Moawad’s teaching style was magnetic — and hip.
“He had that low, rumbling voice that could be intimidating at times, but thoughtful and caring,” recalls Harshman. “Barduhn was about the big bands, but Moawad was, ‘Check out Miles [Davis], man.’ “
“His true gift was he was able to take fairly average players and cause you to believe you could achieve whatever you thought you could do,” says Chris Bruya, who played in the band that won in Berkeley and now serves as CWU’s Director of Jazz Studies. “I don’t really know how he did it.”
Somewhat amused, Moawad recalls people often saying, ” ‘Gee, John, everywhere you teach, you always end up with such great talent to work with.’ … Right!”
Moawad attributes his ideas about hard work and motivation to his parents. His brother, Robert, became an award-winning athlete and founder of the motivational Edge Learning Institute in Tacoma. Tragically, John discovered he had leukemia when he was being tested as a bone-marrow donor for his brother, who died of bone cancer in January.

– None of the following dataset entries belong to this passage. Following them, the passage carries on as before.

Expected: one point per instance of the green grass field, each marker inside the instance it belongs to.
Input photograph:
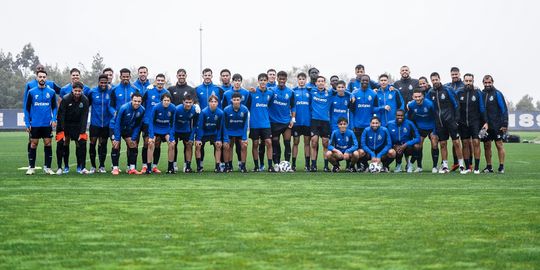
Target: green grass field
(270, 221)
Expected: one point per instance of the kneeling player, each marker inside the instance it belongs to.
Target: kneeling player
(127, 126)
(185, 123)
(209, 129)
(342, 146)
(72, 120)
(377, 144)
(236, 123)
(405, 139)
(161, 129)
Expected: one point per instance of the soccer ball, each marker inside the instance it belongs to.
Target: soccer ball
(284, 166)
(374, 168)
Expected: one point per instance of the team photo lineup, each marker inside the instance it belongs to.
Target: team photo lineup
(367, 124)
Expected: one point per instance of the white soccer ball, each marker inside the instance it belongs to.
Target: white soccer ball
(375, 167)
(284, 166)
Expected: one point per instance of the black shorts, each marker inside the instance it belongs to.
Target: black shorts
(320, 128)
(40, 132)
(144, 130)
(72, 132)
(278, 129)
(301, 131)
(449, 130)
(182, 136)
(260, 133)
(494, 135)
(469, 132)
(99, 132)
(358, 134)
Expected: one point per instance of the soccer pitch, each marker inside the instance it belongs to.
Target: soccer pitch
(270, 221)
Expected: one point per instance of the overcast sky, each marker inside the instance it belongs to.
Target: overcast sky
(500, 38)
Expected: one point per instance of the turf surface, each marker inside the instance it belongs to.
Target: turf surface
(298, 221)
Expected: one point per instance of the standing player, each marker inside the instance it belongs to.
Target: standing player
(422, 112)
(377, 144)
(210, 129)
(142, 83)
(259, 122)
(406, 84)
(161, 129)
(40, 119)
(405, 139)
(446, 120)
(497, 119)
(302, 98)
(127, 126)
(472, 117)
(151, 98)
(236, 125)
(389, 101)
(342, 146)
(99, 98)
(282, 114)
(185, 126)
(363, 104)
(320, 121)
(72, 121)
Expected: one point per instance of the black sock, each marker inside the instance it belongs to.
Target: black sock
(48, 155)
(66, 155)
(81, 154)
(133, 153)
(157, 155)
(145, 154)
(32, 157)
(59, 153)
(92, 152)
(435, 157)
(102, 152)
(115, 156)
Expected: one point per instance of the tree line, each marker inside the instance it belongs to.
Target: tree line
(16, 70)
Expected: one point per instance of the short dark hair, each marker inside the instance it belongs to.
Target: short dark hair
(103, 76)
(236, 95)
(125, 70)
(77, 85)
(74, 70)
(237, 76)
(166, 95)
(343, 119)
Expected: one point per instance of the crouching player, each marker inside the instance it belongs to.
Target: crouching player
(342, 146)
(161, 129)
(210, 129)
(127, 126)
(377, 144)
(405, 139)
(236, 124)
(185, 124)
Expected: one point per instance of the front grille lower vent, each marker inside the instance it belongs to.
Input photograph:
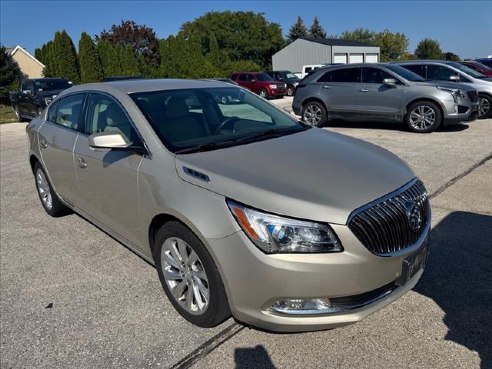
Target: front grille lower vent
(394, 222)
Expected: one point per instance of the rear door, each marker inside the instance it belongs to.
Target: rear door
(108, 179)
(376, 98)
(338, 89)
(57, 137)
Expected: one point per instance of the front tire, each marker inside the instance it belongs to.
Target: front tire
(50, 201)
(423, 117)
(484, 106)
(189, 276)
(314, 114)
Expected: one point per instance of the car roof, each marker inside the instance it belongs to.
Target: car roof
(147, 85)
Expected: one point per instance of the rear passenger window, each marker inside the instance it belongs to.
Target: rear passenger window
(341, 75)
(67, 112)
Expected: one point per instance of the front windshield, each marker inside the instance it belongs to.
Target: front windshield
(191, 120)
(264, 77)
(405, 73)
(467, 70)
(52, 84)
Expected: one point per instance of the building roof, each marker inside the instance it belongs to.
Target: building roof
(335, 42)
(13, 50)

Retirement has been “rather bittersweet,” reflects the educator, who left the school in 1998 and undergoes a month of chemotherapy every five months. “I got through five years of leukemia, and now I have to deal with lymphoma. I am holding my own and once again in a controlled remission. At least I am still here!”
So is jazz at CWU.
Its new jazz major, inaugurated last fall to stay competitive with the University of Washington and Washington State University, has a dozen students. The music department, with 19 full-time faculty, is at capacity with 300 majors, 45 percent specializing in music education. CWU’s jazz vocal group received high praise at this year’s annual conference of the International Association for Jazz Education , in New York, and the big band tied for first at the Lionel Hampton International Jazz Festival in 2003. A summer jazz festival, Jazz in the Valley, has sprouted up in the jazz-friendly neighborhood.
After two years, the John Moawad Scholarship Fund concerts have raised “about $15,000,” says Bruya, with an ultimate goal of $150,000.
As Bruya says — with a gracious nod to Moawad — “Northwest jazz education doesn’t end at Snoqualmie Pass.”